The number of civilian deaths and injuries in Afghanistan rose by 22% in 2014, the United Nations says.
A total of 3,699 Afghans killed and 6,849 injured made 2014 the deadliest year since the UN began keeping records in 2009.
For the first time more people were killed in battles between the Taliban and government forces than by roadside bombs, the figures show.
Foreign troops formally ended their combat role last December.
Fighting between government forces and the Taliban accounted for just over a third of civilian casualties, while roadside bombs were responsible for 28% of civilian deaths and injuries, UN Special Representative Nicholas Haysom said, presenting the latest figures in Kabul.
Intensified ground fighting is also reflected in the latest figures published by the International Committee of the Red Cross (ICRC).
In 2014, the Red Cross transported 37% more wounded combatants from the battlefield to health centres, while it more than doubled its recovery of bodies.
Suicide attacks accounted for 15% and assassinations by the Taliban for 11% of civilian casualties, according to the UN figures.
In December alone, the UN recorded over 500 civilian deaths as the Taliban, who were ousted from by a US-led coalition in 2001, launched a wave of attacks as foreign troops pulled out.
The Taliban have in the past denied that they are responsible for the majority of civilian casualties, describing the UN as biased.
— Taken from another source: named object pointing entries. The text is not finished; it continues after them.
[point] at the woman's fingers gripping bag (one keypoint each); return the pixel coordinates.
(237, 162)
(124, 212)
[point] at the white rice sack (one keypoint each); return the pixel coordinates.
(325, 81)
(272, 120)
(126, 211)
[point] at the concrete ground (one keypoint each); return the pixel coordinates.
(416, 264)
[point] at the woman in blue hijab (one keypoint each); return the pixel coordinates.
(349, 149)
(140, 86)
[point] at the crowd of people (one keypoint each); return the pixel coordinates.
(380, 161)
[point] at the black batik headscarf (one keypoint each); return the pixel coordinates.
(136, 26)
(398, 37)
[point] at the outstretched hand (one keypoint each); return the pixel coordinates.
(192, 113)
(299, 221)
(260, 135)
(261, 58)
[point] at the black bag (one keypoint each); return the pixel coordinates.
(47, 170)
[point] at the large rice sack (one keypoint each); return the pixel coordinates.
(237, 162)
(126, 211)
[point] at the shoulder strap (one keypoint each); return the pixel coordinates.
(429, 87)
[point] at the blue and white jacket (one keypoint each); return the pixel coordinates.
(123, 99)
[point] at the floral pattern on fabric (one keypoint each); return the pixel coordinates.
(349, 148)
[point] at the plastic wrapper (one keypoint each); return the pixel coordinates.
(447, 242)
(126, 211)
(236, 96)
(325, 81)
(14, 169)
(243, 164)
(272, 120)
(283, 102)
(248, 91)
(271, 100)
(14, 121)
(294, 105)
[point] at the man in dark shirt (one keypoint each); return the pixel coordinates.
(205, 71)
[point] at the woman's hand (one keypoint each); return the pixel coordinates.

The UN figures also show the highest recorded losses for the Afghan army and police with nearly 5,000 killed in 2014.
An increase in civilian casualties due to intensified ground fighting between government forces and the Taliban was first flagged up when the UN published its figures for the first half of 2014 in July.
Since it began recording civilian casualties in 2009, the UN has recorded almost 18,000 deaths and almost 30,000 injuries.